Он все это понимал умом, заставляя себя анализировать ситуацию, проверяя и перепроверяя свои посылы, дискутируя сам с собой, но, когда хоть на минуту душа его выходила из-под контроля разума, как сейчас, когда он снова увидел эту проклятую коричневую карту и маленькую точечку Москвы на белой пустыне России, становилось ему страшно, и пропадали все звуки окрест, и слышал он только свой немой вопрос, обращенный не к себе, нет, обращенный к дому, к своим: «Ну что же вы там?! Делайте же хоть что-нибудь! Понимаете ли вы, что война вот-вот начнется?! Готовитесь ли вы к ней?! Ждете ли вы ее? Или верите тишине на наших границах?!»

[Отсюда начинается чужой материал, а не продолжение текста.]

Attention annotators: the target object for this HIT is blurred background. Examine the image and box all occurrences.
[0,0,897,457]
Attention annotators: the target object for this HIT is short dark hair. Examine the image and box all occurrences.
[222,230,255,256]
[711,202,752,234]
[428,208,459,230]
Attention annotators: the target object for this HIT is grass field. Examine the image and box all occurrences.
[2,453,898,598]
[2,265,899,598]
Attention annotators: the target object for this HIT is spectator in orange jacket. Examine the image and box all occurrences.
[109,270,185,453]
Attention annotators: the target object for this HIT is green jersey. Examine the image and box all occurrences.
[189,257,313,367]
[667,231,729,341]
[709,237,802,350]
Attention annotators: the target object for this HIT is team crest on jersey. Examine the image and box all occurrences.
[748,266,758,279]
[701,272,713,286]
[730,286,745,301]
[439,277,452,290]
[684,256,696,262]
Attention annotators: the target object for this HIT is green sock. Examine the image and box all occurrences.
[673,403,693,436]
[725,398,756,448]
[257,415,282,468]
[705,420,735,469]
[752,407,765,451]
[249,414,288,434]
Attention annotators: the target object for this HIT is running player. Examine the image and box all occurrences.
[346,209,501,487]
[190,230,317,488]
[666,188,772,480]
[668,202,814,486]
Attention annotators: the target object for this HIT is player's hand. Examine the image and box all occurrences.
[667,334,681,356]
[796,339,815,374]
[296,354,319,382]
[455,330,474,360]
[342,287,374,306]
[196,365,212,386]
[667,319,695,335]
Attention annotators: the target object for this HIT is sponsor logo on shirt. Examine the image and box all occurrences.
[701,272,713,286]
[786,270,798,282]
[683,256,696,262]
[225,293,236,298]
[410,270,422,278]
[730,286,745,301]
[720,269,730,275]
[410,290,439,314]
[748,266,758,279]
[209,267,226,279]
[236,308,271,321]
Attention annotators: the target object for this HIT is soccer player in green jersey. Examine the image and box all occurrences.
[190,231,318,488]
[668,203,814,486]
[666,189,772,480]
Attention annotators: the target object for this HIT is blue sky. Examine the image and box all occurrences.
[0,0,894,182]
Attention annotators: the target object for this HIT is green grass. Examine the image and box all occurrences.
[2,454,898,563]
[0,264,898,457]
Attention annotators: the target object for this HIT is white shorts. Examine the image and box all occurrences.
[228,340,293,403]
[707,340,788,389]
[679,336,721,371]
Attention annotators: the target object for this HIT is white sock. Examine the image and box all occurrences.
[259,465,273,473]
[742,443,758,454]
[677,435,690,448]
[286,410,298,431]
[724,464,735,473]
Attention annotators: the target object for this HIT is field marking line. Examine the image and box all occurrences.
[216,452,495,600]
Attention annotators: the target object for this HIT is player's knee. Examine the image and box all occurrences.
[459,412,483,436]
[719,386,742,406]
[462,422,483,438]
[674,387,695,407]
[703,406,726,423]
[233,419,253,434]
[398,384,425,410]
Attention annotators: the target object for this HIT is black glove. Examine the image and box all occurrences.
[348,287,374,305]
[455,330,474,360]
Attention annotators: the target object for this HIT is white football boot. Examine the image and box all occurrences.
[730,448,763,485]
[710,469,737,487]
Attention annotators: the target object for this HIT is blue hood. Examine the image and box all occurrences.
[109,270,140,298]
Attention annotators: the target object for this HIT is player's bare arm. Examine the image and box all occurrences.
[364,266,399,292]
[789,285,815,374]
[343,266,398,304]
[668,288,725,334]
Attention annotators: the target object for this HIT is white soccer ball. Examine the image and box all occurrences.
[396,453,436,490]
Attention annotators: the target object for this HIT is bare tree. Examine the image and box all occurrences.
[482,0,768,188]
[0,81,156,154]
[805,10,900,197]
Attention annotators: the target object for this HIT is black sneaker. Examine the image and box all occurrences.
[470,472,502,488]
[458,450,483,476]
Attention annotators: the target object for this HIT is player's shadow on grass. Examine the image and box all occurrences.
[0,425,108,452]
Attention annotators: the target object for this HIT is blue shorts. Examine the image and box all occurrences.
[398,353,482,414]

…Выйдя из ампирного, с купидончиками, выкрашенными голубой краской, здания министерства иностранных дел, он сел в свой «хорьх» с форсированным двигателем, резко взял с места и поехал в маленькое кафе «Грубый Готлиб». Там никто не обратит внимания на то, что он выпьет не двойной «якоби», как это было принято в Германии – стране устойчивых традиций, тут уже ничего не поделаешь, – а подряд три двойных рюмочки сладковатого коньяка.

Американские журналисты учили его веселой медицинской истине «релэкса и рефлекса» – расслабления и отдыха: двадцать дней в горах, одному, без единого слова – тишина и одиночество. Он, увы, не мог себе позволить этого. Но он мог пойти к «Грубому Готлибу», выпить коньяку, закрыть глаза и посидеть возле окна, среди пьяного рева, грустной мелодии аккордеона и скрипки, и почувствовать, как тепло разливается по телу и как кончики пальцев снова становятся живыми – из онемевших, чужих и холодных.

4

Корреспондент ТАСС по Югославии Андрей Потапенко боялся только одного человека на земле: своей жены. Ревнивая до невероятия, она устраивала ему сцены, включив предварительно радио, когда он возвращался домой под утро – с синяками под глазами, едва держась на ногах от усталости.

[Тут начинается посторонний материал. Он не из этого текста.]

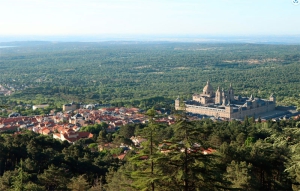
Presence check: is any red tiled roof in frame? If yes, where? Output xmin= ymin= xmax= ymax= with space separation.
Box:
xmin=118 ymin=153 xmax=126 ymax=160
xmin=139 ymin=155 xmax=149 ymax=160
xmin=202 ymin=148 xmax=216 ymax=155
xmin=77 ymin=132 xmax=93 ymax=138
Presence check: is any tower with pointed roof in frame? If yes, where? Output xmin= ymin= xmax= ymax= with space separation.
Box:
xmin=215 ymin=86 xmax=222 ymax=104
xmin=175 ymin=96 xmax=180 ymax=110
xmin=269 ymin=94 xmax=276 ymax=103
xmin=221 ymin=88 xmax=227 ymax=105
xmin=228 ymin=83 xmax=234 ymax=102
xmin=249 ymin=94 xmax=254 ymax=101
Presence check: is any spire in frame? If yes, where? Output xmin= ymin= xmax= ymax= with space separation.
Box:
xmin=222 ymin=88 xmax=225 ymax=95
xmin=269 ymin=93 xmax=276 ymax=102
xmin=249 ymin=94 xmax=254 ymax=100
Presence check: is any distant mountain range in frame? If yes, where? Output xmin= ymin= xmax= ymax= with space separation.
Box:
xmin=1 ymin=35 xmax=300 ymax=44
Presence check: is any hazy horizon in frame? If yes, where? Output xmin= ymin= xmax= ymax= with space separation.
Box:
xmin=1 ymin=34 xmax=300 ymax=45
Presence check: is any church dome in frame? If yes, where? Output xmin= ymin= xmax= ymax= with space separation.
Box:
xmin=203 ymin=81 xmax=214 ymax=94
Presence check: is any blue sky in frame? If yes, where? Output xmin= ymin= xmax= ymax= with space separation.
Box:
xmin=0 ymin=0 xmax=299 ymax=36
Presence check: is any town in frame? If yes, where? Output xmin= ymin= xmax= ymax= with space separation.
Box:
xmin=0 ymin=103 xmax=170 ymax=157
xmin=0 ymin=101 xmax=234 ymax=159
xmin=1 ymin=99 xmax=299 ymax=161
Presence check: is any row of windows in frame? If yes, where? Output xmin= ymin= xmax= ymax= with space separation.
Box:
xmin=186 ymin=105 xmax=225 ymax=112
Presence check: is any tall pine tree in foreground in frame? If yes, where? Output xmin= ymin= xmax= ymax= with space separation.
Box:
xmin=153 ymin=113 xmax=227 ymax=191
xmin=117 ymin=112 xmax=228 ymax=191
xmin=128 ymin=108 xmax=161 ymax=191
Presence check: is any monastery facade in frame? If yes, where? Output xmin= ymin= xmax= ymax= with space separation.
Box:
xmin=175 ymin=81 xmax=276 ymax=120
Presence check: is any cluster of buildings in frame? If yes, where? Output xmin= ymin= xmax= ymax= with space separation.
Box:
xmin=0 ymin=105 xmax=178 ymax=160
xmin=0 ymin=107 xmax=152 ymax=143
xmin=158 ymin=141 xmax=216 ymax=155
xmin=0 ymin=115 xmax=93 ymax=143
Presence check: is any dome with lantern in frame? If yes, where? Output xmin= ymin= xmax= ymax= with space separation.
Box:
xmin=202 ymin=80 xmax=214 ymax=96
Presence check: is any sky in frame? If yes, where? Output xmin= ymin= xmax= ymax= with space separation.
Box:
xmin=0 ymin=0 xmax=300 ymax=37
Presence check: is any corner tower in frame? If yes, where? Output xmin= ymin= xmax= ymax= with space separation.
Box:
xmin=175 ymin=96 xmax=180 ymax=110
xmin=269 ymin=94 xmax=276 ymax=103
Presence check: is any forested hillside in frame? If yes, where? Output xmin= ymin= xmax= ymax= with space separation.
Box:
xmin=0 ymin=42 xmax=299 ymax=110
xmin=1 ymin=115 xmax=300 ymax=190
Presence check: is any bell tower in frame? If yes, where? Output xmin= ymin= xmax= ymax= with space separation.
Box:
xmin=228 ymin=83 xmax=234 ymax=102
xmin=222 ymin=88 xmax=227 ymax=105
xmin=269 ymin=94 xmax=276 ymax=103
xmin=175 ymin=96 xmax=180 ymax=109
xmin=215 ymin=86 xmax=222 ymax=104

– Лапушка, но пойми, – молил он, – я же был на встрече…

– Мог позвонить!

– Не мог я позвонить! Как мне сказать помощнику министра: «Одну минуточку, сейчас я позвоню Ирочке, а то она решит, что я у дам»?! Или что? Посоветуй, как мне поступать, посоветуй! Ты же все знаешь!

– Костюков возвращается домой в семь!

– Костюков бездельник и трус. Он отсиживает на работе, а я работаю! Я не умею отсиживать. Мне платят за статьи, а не за сидение в офисе!

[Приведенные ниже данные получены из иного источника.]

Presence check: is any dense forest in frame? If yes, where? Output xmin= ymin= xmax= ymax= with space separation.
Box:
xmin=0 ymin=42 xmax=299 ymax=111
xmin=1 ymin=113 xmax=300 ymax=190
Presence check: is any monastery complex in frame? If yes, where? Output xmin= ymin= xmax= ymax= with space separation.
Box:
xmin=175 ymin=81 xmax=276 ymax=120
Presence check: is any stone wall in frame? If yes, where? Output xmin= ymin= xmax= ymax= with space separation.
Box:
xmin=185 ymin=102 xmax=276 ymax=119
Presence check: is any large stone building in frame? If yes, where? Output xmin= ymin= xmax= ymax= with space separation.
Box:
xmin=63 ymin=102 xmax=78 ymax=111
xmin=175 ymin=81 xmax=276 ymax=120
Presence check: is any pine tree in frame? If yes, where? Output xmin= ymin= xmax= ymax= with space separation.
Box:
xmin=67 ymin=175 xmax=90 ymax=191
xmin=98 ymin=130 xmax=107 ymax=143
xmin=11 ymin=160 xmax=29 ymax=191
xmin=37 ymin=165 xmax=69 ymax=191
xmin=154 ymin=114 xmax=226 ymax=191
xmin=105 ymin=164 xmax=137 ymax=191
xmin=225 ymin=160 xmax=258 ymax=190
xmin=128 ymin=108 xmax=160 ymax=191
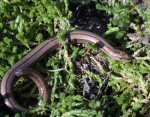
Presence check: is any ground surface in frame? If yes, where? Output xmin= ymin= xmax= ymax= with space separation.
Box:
xmin=0 ymin=0 xmax=150 ymax=117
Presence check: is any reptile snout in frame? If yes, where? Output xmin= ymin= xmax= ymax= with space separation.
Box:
xmin=120 ymin=51 xmax=130 ymax=60
xmin=15 ymin=69 xmax=23 ymax=77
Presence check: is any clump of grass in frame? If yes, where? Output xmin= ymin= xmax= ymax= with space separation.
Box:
xmin=0 ymin=0 xmax=150 ymax=117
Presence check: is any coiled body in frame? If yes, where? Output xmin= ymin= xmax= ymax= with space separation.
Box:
xmin=0 ymin=30 xmax=129 ymax=112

– В офисе! А почему от тебя духами пахнет?!

– Так с ним женщина была.

– С кем?

– Я же сказал: с помощником!

– С ним?

– Ну не со мной же, лапушка…

– Хороши дела – с бабой!

– Как раз с бабой и делаются все дела!

– Я завтра же пойду к поверенному и расскажу, что ты…

Этого Потапенко слушать не мог; он уходил в кабинет, запирал дверь и садился к столу, уставившись в одну точку перед собой, – эта точка была для него, словно буи во время шторма, некий символ спокойствия, за который он должен держаться.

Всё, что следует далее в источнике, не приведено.